私の書けるシリアスなどこの程度です!orz

 ヴィレア王国の王宮のとある一室。

 来客用の、高価な家具が品よく置かれた広い室内で、一人の女性がため息をついていた。

 その吐息さえ芳しく香るような、美しい女性である。

 カグァム・リィカ嬢。

 日本風に言うと、鏡・麗華カガミレイカ

 2日ばかり前、このヴィレアの第四王子の結婚相手として召還された、麗しの女性だった。

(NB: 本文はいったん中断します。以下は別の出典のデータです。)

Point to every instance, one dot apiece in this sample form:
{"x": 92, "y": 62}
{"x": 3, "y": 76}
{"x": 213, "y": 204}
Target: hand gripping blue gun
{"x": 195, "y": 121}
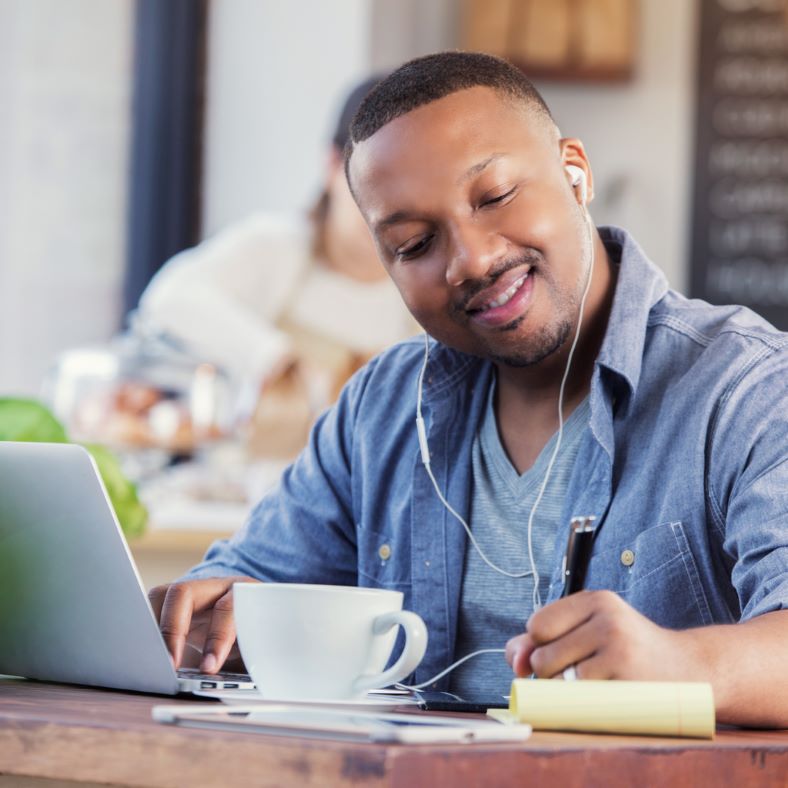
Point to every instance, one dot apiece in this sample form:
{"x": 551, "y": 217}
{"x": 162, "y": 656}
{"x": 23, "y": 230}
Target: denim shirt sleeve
{"x": 303, "y": 529}
{"x": 749, "y": 482}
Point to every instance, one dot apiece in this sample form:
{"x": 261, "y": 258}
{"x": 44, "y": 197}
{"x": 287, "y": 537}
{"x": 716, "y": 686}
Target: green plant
{"x": 28, "y": 420}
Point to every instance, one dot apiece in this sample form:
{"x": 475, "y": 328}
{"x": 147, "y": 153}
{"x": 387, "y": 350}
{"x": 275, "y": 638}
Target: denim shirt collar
{"x": 639, "y": 287}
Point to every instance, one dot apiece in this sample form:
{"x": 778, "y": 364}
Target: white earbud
{"x": 578, "y": 177}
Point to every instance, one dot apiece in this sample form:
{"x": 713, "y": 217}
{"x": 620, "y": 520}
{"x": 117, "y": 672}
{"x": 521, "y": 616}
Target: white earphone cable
{"x": 425, "y": 456}
{"x": 451, "y": 667}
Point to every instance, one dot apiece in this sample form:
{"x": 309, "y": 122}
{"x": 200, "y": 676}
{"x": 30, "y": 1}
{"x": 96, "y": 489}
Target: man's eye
{"x": 499, "y": 199}
{"x": 414, "y": 250}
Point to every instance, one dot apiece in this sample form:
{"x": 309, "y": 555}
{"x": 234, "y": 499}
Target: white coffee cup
{"x": 302, "y": 642}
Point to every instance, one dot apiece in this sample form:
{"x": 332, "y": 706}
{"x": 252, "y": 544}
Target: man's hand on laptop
{"x": 196, "y": 618}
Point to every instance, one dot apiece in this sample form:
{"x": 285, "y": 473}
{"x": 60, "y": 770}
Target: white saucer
{"x": 250, "y": 697}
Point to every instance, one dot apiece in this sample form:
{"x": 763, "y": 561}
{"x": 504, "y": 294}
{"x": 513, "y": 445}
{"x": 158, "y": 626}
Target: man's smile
{"x": 504, "y": 301}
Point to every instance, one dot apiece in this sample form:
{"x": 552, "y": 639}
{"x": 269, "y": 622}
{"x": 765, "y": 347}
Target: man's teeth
{"x": 506, "y": 296}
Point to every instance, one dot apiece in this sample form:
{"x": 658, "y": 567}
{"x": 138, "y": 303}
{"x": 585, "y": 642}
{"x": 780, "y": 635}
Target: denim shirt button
{"x": 627, "y": 557}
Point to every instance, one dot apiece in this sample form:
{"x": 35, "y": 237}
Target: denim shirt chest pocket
{"x": 383, "y": 559}
{"x": 656, "y": 573}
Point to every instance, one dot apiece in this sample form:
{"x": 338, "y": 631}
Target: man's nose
{"x": 473, "y": 251}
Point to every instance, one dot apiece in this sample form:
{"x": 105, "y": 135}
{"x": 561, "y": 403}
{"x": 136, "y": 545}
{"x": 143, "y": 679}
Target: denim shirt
{"x": 685, "y": 466}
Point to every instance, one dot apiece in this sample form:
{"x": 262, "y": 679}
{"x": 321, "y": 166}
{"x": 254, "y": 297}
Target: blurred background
{"x": 130, "y": 130}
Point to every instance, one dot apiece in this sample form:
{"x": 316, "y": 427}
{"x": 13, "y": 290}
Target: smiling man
{"x": 562, "y": 378}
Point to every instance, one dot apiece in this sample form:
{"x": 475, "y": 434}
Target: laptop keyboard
{"x": 213, "y": 680}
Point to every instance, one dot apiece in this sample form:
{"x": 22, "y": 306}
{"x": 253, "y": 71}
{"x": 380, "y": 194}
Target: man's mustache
{"x": 472, "y": 288}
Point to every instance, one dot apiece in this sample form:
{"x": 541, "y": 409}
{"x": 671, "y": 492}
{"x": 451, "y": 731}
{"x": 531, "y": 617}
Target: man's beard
{"x": 549, "y": 340}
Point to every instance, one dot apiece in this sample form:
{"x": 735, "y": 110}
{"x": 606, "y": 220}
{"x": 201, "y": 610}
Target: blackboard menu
{"x": 740, "y": 222}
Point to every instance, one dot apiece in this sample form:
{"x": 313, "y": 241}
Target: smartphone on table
{"x": 345, "y": 725}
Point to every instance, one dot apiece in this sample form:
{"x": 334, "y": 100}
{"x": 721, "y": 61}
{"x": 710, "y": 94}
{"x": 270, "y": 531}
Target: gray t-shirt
{"x": 494, "y": 607}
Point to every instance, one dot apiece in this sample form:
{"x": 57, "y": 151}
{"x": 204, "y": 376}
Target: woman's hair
{"x": 318, "y": 213}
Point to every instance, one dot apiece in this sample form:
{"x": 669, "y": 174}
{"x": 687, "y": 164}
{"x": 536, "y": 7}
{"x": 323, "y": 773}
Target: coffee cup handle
{"x": 412, "y": 654}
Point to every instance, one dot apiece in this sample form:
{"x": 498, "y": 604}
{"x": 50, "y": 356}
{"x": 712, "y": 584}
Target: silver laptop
{"x": 72, "y": 606}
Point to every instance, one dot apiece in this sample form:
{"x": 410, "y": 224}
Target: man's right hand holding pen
{"x": 590, "y": 634}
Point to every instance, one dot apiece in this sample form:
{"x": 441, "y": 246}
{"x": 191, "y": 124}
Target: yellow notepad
{"x": 653, "y": 708}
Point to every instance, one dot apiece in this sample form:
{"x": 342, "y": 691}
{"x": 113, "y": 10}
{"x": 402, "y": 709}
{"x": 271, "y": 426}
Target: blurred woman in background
{"x": 288, "y": 306}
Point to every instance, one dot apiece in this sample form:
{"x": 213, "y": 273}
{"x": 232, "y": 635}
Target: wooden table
{"x": 53, "y": 733}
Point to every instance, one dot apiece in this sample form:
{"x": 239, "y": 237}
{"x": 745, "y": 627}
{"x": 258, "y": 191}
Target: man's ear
{"x": 573, "y": 154}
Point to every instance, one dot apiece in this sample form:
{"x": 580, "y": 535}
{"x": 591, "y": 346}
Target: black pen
{"x": 578, "y": 553}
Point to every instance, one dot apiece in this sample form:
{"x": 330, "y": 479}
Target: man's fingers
{"x": 572, "y": 648}
{"x": 175, "y": 618}
{"x": 221, "y": 635}
{"x": 181, "y": 602}
{"x": 518, "y": 654}
{"x": 156, "y": 598}
{"x": 556, "y": 619}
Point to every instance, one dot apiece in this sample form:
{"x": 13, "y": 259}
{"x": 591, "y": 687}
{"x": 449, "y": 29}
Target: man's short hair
{"x": 426, "y": 79}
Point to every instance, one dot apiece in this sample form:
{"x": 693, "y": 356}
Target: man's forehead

 彼女は憂鬱そうに、その小さな手に持った手紙を眺める。

 また、はぁ、と何度目かになるため息をつく。



 彼女が手にしているのは、普通は手紙としては使わないであろう黒の便箋だ。

 差出人の名前は、ない。


 そこには白い文字で、彼女がもっとも望まない言葉が綴られていた。

 婚約者たる王子と仲の良い彼女にとって、これ以上ないつらい言葉である。


 それは、彼女を傷つけるために書かれたものなのだろうか。

 涙にうるんだ瞳で、今一度、手紙を読む。




 『あなたの目は曇っている。

 鏡をご覧になったほうがいい。

 あなたには、ネルシェリアス王子殿下は似合わない。

 すぐに考えを改められよ。

 あなたにお似合いなのは、グリドルウェス王子殿下だ』




 ……またひとつ、ため息をついた。





***************




 


 …おはようございます、麗華です。


 といっても、まだギリギリ日が昇りかけたかな?程度の時間なのですけどね。

 目が、覚めてしまって。

 はぁ…。




 

 昨日、ネル様たちと屋上からヴィレアの景色を見てからのこと。



 夕焼けの太陽がおちるまでは、ずっと景色を見ていました。

 そのあとは、ネル様はどうしても外せない仕事があるそうで別れ、部屋で一人食事をいただきました。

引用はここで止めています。